Con un impatto diretto sulla loro formazione: per questo le potenzialità di un rapporto solido e costruttivo tra insegnanti e alunni sono molto ampie.

Insegnanti appassionati e motivati possono coltivare la curiosità degli studenti, far fiorire interessi e inclinazioni, dare concretezza ad aspirazioni e talenti. Non solo ispirandoli, ma anche offrendo un punto di riferimento per orientare verso scelte educative consapevoli. È anche dall’incontro con buoni insegnanti che dipende il percorso futuro di tante ragazze e ragazzi. Specie per chi alle spalle ha una famiglia che – per motivi economici, culturali o sociali – ha minori possibilità di investire sulla formazione dei figli.

67,1% gli studenti con situazione economica molto buona che vogliono andare all’università. Tra gli svantaggiati la quota scende al 46%.

Affinché questo processo funzioni, è utile che il rapporto possa durare e consolidarsi nel tempo. Una continuità didattica che non sempre si realizza, per vari motivi. Dalla carenza di insegnanti in alcune materie e specializzazioni, alla maggiore mobilità che si riscontra nelle scuole svantaggiate o in quelle delle aree interne.

Abbiamo approfondito come, in tutta Europa, i sistemi educativi stiano affrontando il crescente problema della carenza di insegnanti. Ne emerge un quadro differenziato, con politiche che variano in base alla situazione specifica di ciascun paese.
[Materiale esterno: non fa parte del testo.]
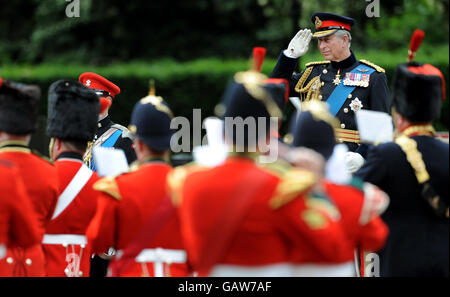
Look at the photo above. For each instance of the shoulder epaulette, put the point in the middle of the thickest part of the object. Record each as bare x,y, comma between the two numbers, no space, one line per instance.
278,168
323,205
125,132
377,68
109,186
293,183
176,179
43,157
317,63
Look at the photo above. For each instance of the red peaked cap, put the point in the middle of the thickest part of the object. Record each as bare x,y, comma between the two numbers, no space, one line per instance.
97,82
258,57
428,69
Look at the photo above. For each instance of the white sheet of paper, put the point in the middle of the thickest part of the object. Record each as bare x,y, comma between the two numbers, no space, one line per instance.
215,152
109,161
214,131
374,126
336,167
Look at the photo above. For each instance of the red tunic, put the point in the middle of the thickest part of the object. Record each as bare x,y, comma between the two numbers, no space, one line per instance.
278,220
18,225
40,180
359,216
125,204
63,258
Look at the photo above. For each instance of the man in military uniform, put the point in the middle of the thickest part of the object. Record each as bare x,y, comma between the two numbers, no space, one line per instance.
128,201
19,105
359,203
18,227
345,83
241,218
108,134
414,171
72,121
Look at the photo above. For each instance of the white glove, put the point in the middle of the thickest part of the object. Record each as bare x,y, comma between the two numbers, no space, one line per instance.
299,44
354,161
336,169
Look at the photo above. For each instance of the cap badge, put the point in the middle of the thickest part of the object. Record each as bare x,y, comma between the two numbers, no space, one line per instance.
357,79
318,22
356,105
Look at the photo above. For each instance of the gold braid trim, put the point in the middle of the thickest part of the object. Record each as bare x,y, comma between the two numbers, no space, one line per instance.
409,146
317,63
377,68
302,79
294,183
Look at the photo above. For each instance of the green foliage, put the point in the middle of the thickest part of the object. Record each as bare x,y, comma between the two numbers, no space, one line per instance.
393,30
198,83
119,31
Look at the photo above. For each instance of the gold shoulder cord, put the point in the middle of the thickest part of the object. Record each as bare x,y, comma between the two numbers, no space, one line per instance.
312,89
409,146
414,157
88,155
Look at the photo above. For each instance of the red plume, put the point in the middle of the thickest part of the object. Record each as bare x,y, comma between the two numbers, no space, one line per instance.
258,57
416,41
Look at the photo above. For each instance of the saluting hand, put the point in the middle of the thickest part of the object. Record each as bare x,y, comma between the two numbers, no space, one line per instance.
299,44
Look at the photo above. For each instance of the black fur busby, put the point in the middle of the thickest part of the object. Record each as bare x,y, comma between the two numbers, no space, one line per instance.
248,107
19,105
150,121
72,111
279,90
313,128
417,92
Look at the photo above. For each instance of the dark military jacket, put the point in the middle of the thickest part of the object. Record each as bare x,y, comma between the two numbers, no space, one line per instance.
418,242
124,142
375,96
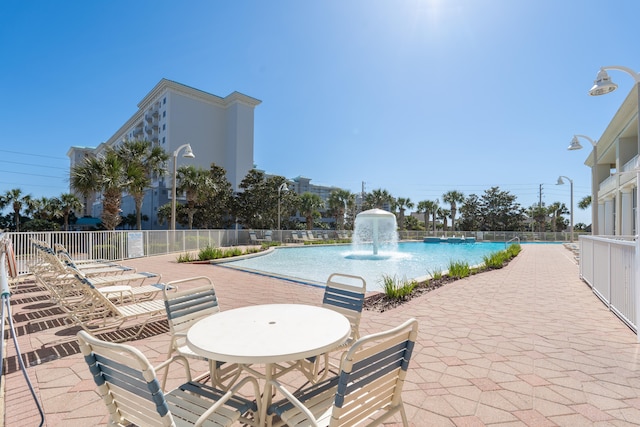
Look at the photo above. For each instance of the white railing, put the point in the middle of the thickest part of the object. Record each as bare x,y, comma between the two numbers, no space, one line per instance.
119,245
608,266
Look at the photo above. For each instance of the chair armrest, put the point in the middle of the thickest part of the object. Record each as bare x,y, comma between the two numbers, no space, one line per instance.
229,394
177,358
294,401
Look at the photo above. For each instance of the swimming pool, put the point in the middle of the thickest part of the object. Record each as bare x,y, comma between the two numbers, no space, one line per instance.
412,260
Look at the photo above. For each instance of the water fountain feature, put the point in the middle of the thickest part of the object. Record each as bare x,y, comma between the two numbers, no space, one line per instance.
375,230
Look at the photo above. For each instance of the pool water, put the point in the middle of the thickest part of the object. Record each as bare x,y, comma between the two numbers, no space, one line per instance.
412,260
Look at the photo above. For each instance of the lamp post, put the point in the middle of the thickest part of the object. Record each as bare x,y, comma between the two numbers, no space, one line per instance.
575,145
187,154
560,182
283,187
603,85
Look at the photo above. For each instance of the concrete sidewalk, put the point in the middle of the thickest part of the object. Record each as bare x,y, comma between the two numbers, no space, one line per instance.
527,345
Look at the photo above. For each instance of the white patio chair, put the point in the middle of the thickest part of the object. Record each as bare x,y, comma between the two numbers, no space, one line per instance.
345,294
184,308
129,388
367,389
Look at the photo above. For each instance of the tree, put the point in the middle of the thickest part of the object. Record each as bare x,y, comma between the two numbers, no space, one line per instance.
141,162
17,200
556,210
377,199
216,208
585,202
403,204
193,182
499,211
427,207
453,197
103,174
338,202
538,213
471,214
310,205
69,203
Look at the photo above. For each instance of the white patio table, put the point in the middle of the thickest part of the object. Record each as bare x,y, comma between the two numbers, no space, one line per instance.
268,334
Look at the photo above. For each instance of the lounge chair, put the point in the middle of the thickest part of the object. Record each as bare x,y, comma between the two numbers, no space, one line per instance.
129,388
369,385
253,238
185,308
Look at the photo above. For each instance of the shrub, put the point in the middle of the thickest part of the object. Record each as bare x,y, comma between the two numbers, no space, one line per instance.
209,252
397,289
459,269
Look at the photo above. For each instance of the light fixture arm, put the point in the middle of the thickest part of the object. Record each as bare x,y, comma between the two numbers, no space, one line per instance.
632,73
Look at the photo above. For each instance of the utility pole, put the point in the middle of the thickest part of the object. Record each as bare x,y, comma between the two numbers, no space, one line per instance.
540,202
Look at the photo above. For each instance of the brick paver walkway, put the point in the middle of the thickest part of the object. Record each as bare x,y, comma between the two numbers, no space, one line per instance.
528,345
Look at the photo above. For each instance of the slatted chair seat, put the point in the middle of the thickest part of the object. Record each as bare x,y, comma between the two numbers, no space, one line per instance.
183,309
132,393
368,388
345,294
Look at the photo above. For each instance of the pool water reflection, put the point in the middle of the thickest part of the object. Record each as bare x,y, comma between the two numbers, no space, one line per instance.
412,260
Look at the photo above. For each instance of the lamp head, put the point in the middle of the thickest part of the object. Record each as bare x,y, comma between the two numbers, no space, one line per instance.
602,84
188,153
575,144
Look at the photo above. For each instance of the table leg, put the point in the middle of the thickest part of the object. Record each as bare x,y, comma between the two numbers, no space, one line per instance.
266,394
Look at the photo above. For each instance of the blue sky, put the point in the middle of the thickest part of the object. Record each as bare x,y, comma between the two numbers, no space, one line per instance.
414,97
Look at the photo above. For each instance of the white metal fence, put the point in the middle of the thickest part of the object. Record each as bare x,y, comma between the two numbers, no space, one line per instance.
119,245
608,266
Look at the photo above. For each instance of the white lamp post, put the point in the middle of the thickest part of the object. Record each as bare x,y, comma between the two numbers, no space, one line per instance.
283,187
575,145
603,85
560,182
187,154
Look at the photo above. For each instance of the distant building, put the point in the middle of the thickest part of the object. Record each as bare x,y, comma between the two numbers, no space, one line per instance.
219,130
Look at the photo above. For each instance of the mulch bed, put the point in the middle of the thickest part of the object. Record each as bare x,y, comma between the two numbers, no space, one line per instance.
380,302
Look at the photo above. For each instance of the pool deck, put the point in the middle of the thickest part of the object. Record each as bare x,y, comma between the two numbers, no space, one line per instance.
527,345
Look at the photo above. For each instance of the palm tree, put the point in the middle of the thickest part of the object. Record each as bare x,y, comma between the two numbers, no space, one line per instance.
338,202
192,181
428,207
378,199
105,174
142,161
17,200
453,197
69,203
403,204
310,204
556,210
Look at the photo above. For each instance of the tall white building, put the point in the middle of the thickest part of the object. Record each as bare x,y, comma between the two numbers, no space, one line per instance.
219,130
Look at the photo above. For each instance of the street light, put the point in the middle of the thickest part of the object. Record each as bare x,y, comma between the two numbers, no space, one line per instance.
189,155
283,187
575,145
560,182
601,86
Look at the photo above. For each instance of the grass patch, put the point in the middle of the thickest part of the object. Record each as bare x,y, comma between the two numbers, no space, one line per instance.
397,289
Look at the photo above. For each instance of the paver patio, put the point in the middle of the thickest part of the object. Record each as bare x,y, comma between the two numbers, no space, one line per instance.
527,345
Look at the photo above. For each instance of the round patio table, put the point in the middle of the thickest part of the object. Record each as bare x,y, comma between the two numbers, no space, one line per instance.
268,334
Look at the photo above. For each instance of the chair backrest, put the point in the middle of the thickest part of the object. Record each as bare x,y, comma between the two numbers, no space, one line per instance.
126,381
345,293
184,308
372,374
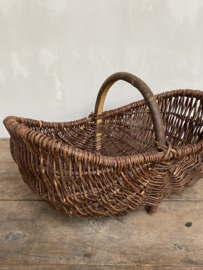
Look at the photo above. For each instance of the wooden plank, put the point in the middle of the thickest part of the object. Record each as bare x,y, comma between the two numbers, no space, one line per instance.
33,233
5,155
12,187
95,267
Nel caso italiano, abbiamo ricostruito in quali territori sia maggiore l’incidenza di docenti supplenti, che quindi possono essere assegnati a una scuola diversa in ogni anno scolastico.

Le politiche per contrastare le carenze di insegnanti in Europa

In passato, abbiamo avuto modo di raccontare come alcune aree del paese – a partire da quelle interne – soffrano di fenomeni come l’elevata mobilità degli insegnanti, anche a tempo indeterminato. Una tendenza potenzialmente in grado di minare gli esiti educativi di ragazze e ragazzi.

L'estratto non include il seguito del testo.